Folded into the visual wonder are a handful of sensational clowning sequences. A talentless magician and his hapless assistant recruit an audience member to participate in their nonfunctional act. Later, the magician is transformed into a smarmy French lounge singer in a blue polyester tuxedo traversing the tent while struggling to stay in the wandering spotlight -- manned by the now-vengeful assistant.

Act II of the 2 1/2-hour production -- there's a 25-minute intermission -- fails to match the seamless dramatic flow of Act I, but it does feature unforgettable moments. A disabled dancer performs an immensely stirring "Solo on Crutches," followed by "Aerial Straps," in which identical twin brothers clad in black satin half-leotards and feather headdresses are suspended by their wrists, high above the stage, where they twine and meld their bodies into stunning silhouettes.

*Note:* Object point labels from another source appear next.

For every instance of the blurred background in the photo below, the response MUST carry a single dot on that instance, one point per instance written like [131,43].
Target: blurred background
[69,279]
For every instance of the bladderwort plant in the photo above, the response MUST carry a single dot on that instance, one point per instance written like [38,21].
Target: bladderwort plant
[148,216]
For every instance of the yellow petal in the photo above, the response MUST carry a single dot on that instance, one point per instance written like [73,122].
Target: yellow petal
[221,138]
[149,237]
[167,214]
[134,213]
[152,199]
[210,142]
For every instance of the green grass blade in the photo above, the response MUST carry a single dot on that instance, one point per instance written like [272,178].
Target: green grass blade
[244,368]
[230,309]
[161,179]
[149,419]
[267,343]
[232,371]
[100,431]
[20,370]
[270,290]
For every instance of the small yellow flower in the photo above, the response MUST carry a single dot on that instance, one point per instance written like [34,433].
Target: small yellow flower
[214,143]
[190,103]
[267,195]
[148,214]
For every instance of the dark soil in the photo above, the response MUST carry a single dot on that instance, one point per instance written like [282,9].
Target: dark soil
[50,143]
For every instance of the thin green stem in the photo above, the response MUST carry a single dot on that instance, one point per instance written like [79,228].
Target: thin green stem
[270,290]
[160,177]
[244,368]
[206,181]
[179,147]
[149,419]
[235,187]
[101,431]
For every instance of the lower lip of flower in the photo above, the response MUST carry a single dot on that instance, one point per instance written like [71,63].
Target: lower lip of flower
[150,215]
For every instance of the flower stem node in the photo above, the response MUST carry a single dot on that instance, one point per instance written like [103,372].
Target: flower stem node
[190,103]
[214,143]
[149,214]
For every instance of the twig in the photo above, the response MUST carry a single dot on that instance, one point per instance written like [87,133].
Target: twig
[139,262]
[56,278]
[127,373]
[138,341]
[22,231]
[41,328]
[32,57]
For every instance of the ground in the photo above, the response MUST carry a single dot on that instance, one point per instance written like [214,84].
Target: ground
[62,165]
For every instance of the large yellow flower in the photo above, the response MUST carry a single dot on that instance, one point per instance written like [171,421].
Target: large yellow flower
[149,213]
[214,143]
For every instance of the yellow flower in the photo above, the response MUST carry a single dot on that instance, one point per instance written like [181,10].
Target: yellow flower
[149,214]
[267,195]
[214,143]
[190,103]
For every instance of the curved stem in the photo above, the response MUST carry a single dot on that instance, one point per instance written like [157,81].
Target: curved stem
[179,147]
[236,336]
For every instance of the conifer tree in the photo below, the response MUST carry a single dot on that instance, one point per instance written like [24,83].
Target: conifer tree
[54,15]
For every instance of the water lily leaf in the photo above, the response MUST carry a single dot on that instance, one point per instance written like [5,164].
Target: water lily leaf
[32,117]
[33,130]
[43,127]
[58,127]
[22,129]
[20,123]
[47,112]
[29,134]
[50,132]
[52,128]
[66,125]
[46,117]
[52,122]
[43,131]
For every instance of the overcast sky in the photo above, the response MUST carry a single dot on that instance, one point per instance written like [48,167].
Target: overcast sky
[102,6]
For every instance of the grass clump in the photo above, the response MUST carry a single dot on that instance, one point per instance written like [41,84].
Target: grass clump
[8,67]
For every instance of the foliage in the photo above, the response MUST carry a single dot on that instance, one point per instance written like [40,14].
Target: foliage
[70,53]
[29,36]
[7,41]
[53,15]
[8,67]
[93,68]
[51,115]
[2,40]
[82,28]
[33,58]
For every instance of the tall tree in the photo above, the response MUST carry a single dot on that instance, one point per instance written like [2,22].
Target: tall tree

Two powerful vocalists roam the stage, anchoring a musical score that draws on a plethora of world music influences: Hawaiian ritual music, the songs of 11th-century French troubadours, traditional Armenian melodies, and gospel music. Frequent splashes of new age electronic rock threaten to dilute the otherwise evocative fusion, but this is the circus, after all. And all in all, the larger-than-life soundscapes enhance this fantastic voyage.